The aggregation of the amyloid beta peptide, Aβ42, implicated in Alzheimer's disease, is characterized by a lag phase followed by a rapid growth phase. Conventional methods to study this reaction are not sensitive to events taking place early in the lag phase promoting the assumption that only monomeric or oligomeric species are present at early stages and that the lag time is defined by the primary nucleation rate only. Here we exploit the high sensitivity of chemical chain reactions to the reagent composition to develop an assay which improves by 2 orders of magnitude the detection limit of conventional bulk techniques and allows the concentration of fibrillar Aβ42 propagons to be detected and quantified even during the lag time.
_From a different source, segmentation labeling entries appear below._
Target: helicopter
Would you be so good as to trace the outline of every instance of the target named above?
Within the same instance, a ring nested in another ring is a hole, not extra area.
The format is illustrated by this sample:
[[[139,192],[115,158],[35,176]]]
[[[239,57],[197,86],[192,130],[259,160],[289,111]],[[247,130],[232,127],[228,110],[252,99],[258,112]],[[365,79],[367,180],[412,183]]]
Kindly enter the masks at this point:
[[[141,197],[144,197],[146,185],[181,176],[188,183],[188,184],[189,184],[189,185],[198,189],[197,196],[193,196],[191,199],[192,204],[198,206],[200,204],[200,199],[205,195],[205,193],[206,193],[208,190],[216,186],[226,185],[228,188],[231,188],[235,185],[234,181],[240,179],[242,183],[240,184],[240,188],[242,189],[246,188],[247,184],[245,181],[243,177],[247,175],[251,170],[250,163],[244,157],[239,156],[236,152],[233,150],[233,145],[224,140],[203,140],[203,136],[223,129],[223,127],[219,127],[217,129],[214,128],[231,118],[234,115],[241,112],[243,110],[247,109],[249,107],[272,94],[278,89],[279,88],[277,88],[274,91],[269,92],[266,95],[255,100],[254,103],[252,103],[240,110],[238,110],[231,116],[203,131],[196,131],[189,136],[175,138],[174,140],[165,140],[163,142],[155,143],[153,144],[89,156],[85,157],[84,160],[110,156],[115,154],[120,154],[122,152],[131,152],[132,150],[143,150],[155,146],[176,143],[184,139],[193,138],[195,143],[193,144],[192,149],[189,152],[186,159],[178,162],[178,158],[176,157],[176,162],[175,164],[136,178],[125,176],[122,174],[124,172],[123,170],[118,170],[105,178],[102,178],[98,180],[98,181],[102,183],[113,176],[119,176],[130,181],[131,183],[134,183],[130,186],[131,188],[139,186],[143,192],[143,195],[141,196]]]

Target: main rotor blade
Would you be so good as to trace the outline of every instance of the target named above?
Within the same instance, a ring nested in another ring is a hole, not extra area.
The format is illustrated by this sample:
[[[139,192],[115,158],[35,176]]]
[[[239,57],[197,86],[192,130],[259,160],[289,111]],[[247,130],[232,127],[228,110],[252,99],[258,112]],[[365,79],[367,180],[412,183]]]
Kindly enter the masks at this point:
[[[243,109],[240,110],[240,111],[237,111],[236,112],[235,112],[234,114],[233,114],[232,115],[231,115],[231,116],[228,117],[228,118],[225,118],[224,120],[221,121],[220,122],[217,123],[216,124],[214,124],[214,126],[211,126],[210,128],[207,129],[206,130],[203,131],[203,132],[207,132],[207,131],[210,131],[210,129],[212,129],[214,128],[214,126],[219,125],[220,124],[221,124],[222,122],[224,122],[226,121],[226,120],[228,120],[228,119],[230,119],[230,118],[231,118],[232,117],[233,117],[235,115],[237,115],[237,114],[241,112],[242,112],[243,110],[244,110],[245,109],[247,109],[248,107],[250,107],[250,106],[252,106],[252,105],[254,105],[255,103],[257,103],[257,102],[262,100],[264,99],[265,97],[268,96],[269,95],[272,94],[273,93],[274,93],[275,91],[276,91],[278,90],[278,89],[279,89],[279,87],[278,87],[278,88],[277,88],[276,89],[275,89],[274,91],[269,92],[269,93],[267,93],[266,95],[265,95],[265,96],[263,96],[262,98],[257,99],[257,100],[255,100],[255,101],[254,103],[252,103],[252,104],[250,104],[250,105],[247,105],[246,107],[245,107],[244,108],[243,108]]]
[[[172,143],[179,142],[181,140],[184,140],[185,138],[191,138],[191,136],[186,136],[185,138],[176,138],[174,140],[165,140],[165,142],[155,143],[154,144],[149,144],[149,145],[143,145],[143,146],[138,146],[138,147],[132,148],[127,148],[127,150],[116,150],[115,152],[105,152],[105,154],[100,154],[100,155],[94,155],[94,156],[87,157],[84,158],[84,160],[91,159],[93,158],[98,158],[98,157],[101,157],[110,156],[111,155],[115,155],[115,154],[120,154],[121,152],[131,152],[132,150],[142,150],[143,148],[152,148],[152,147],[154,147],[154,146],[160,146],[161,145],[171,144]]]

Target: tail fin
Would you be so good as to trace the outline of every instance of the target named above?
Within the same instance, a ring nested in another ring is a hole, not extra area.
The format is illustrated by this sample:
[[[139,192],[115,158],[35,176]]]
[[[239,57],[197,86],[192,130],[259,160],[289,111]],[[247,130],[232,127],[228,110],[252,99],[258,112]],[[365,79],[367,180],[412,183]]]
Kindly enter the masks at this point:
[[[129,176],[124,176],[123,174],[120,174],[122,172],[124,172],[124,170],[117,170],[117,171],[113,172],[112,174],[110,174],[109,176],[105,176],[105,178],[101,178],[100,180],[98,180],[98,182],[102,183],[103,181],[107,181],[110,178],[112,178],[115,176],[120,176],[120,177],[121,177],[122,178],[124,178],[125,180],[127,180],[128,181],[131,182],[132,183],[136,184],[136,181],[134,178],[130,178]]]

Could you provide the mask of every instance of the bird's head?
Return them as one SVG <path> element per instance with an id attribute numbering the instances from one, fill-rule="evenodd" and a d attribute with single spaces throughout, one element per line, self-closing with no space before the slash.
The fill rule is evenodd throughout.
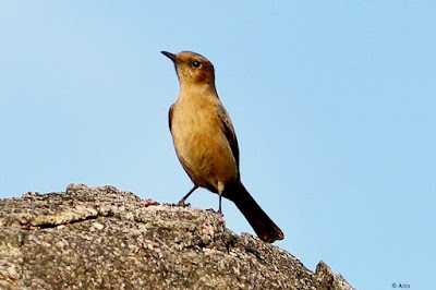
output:
<path id="1" fill-rule="evenodd" d="M 214 65 L 205 57 L 192 51 L 181 51 L 177 55 L 161 52 L 174 63 L 181 86 L 215 86 Z"/>

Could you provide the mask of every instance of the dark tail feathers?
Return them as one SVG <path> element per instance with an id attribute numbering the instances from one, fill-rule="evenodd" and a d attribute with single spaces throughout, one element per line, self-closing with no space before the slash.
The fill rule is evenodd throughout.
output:
<path id="1" fill-rule="evenodd" d="M 261 240 L 268 243 L 272 243 L 276 240 L 283 240 L 283 232 L 265 214 L 241 182 L 226 189 L 222 196 L 229 198 L 238 206 Z"/>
The method relies on the chain reaction multiplication of a small number of initial fibrils by secondary nucleation on the fibril surface in the presence of monomeric peptides, allowing the quantification of the number of initial propagons by comparing the multiplication reaction kinetics with controlled seeding data. The quantitative results of the chain reaction assay are confirmed by qualitative transmission electron microscopy analysis. The results demonstrate the nonlinearity of the aggregation process which involves both primary and secondary nucleation events even at the early stages of the reaction during the lag-phase.